Quin has shown himself to be a good person to more than just women; he has even, for reasons that involved no personal gain to himself, helped a troubled young boy. 

The woman who started all the accusations against Quin once used words to describe him that suggest he seemed to her almost like a homosexual: "straight fairy," "fop," and "buttercup." Indeed, Quin's relationship with most women seems to be similar to a stereotypical gay man-straight woman relationship, down to the advice Quin gave on men, the makeovers Quin initiated, and the free touching of women, as if Quin represented no threat, so that gave him license. Caitlin's long-term relationship with Quin, a relationship with ample evidence she enjoyed having him as a friend, only ended when Quin did not invite her to his parties, suggesting her accusations came from manufactured, post-facto jealousy.  

Quin seems to have been a victim of the times, the bycatch of too wide a net.
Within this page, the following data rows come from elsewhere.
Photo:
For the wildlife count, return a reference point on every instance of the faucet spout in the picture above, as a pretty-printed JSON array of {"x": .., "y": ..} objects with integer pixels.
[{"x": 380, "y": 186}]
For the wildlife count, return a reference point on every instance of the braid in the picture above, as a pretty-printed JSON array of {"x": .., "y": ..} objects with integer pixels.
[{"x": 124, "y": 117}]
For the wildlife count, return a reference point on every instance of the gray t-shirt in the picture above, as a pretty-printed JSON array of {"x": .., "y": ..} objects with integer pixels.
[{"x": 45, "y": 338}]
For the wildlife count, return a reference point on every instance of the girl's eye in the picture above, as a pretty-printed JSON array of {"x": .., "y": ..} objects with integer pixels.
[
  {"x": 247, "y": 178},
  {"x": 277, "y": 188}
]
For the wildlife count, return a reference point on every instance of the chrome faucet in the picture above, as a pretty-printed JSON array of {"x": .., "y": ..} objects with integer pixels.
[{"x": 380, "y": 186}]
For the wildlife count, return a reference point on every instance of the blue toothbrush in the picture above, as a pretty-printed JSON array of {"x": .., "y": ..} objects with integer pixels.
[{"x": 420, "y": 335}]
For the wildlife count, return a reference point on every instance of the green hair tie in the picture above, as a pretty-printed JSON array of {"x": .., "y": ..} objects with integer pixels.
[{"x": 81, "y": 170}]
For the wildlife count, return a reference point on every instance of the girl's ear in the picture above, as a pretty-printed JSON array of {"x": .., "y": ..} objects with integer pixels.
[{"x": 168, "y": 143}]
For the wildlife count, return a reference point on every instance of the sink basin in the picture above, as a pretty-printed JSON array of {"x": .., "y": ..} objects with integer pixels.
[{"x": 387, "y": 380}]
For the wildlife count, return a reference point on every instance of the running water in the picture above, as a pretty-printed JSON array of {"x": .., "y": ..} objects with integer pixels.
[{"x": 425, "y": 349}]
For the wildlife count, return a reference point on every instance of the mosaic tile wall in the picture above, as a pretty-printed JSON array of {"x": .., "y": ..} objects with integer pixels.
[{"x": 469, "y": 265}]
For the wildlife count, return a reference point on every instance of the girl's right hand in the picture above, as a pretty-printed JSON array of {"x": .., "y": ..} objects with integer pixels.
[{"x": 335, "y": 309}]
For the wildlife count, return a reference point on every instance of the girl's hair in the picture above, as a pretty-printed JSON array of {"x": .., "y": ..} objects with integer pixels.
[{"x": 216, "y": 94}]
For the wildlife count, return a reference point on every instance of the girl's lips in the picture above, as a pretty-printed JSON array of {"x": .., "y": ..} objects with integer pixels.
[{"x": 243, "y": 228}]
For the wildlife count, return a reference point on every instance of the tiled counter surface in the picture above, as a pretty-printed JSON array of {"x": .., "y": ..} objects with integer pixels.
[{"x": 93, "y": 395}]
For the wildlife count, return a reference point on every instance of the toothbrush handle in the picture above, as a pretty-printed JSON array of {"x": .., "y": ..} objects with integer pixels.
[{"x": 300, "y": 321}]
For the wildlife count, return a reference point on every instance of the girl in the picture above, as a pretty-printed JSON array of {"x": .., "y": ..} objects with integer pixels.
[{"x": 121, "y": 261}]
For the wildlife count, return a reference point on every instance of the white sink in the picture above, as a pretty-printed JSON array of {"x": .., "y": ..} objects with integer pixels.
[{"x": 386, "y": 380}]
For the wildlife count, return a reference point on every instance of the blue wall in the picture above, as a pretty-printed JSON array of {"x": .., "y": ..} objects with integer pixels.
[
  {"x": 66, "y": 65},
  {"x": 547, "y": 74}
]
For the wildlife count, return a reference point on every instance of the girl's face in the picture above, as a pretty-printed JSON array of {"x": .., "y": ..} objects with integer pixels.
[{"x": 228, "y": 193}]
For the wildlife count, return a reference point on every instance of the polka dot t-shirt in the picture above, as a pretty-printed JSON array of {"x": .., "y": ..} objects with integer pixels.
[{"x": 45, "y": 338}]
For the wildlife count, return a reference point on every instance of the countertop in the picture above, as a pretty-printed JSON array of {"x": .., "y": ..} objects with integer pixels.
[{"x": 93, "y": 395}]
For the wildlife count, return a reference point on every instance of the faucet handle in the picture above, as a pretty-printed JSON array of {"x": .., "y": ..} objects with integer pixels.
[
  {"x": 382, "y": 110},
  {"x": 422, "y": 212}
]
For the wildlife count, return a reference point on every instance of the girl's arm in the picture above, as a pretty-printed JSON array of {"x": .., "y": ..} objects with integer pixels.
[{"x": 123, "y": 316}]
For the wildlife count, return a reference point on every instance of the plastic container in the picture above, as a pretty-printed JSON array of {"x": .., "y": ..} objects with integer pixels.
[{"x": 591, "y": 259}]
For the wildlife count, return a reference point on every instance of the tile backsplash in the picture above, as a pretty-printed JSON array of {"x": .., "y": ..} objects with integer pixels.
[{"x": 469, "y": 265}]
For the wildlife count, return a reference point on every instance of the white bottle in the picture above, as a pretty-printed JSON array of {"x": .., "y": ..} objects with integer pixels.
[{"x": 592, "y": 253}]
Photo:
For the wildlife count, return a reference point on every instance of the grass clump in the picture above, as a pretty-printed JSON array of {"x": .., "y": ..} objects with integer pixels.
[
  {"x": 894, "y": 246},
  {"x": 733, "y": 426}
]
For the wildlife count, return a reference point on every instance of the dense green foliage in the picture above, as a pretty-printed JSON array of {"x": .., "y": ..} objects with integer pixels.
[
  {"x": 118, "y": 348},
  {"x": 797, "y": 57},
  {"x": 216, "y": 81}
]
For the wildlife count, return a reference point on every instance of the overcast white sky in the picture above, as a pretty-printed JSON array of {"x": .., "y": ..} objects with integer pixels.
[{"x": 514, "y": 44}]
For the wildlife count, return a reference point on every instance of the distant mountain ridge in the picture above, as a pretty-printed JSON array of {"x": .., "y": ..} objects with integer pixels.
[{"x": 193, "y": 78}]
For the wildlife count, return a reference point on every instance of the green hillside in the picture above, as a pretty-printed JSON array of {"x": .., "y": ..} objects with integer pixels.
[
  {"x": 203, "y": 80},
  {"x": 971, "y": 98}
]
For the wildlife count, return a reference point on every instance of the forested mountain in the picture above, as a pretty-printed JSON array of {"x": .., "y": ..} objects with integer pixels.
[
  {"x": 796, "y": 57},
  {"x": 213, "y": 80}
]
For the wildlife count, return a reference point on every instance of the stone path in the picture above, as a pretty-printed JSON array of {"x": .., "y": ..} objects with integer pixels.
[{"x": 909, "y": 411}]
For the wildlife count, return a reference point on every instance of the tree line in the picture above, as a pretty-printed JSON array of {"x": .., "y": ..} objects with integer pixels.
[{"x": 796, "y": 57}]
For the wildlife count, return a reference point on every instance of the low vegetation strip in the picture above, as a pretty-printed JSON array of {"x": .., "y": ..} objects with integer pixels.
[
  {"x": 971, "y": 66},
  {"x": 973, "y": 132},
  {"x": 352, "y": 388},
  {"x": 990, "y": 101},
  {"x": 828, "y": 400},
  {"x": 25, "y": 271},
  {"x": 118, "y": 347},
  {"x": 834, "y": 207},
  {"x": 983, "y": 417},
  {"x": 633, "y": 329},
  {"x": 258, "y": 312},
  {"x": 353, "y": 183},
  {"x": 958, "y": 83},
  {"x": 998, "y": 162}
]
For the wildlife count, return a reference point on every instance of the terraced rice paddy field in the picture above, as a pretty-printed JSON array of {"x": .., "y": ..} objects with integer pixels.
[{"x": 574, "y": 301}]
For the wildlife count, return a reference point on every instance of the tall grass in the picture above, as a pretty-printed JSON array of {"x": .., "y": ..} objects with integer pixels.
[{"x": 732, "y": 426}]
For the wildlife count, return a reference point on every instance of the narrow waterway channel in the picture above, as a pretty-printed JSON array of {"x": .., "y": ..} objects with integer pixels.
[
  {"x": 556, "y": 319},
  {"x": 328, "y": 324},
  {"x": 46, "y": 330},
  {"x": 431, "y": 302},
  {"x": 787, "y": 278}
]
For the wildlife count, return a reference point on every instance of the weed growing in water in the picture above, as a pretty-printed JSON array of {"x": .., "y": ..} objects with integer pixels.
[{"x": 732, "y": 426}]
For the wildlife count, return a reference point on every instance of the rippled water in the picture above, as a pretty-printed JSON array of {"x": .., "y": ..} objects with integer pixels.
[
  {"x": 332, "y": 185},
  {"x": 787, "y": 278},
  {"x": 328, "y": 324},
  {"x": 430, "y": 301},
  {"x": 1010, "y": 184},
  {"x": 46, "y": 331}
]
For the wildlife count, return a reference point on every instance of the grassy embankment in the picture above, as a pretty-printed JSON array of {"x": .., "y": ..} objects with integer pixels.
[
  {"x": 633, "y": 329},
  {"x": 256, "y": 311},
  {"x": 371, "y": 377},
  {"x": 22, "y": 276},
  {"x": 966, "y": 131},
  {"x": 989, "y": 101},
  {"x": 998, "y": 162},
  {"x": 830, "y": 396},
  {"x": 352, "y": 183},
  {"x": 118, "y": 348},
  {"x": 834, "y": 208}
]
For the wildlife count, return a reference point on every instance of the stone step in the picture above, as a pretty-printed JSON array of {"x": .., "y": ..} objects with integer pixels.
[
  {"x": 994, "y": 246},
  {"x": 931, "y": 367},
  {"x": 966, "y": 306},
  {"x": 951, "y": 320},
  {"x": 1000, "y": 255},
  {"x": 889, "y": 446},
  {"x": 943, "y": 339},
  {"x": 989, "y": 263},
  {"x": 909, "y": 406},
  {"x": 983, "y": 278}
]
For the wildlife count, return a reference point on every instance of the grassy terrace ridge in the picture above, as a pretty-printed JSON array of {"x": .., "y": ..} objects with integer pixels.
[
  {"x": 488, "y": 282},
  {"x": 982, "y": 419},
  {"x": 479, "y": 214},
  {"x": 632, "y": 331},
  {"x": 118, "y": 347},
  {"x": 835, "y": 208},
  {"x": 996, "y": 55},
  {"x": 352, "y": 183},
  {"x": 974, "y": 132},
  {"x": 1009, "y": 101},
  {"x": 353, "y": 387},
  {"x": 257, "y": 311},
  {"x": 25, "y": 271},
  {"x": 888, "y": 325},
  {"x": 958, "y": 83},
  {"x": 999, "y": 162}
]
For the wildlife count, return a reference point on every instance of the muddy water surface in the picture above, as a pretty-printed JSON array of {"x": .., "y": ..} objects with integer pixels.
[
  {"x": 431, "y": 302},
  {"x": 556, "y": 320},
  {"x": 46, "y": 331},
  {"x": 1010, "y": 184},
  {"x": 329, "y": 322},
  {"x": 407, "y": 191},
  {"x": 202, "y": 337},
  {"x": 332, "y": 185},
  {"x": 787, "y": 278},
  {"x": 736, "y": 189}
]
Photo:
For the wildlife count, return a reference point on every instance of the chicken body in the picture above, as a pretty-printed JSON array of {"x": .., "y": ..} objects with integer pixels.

One woman who signed the petition apparently did not even mean to include him in her accusations, was in fact horrified to realize his name had been included in the list. He has many, many defenders, including those who know about his worst actions. 

His friend Margot has compared women to horses in that they need to be both led and respected, but it is Quin who has proven himself to be like a horse. When Margot laid down firm boundaries with him at the beginning of their relationship, she even alluded to horses stopping at a hand in the face, a gesture she used to stop Quin from an inappropriate action. From that moment on, Quin never seems to have stepped over a line with her. Other women showed the same ability to set boundaries, and it was these women whose company Quin seems to have enjoyed most of all. Quin can, in other words, be trained, and as long as we as a company train him, he will likely not cause us problems.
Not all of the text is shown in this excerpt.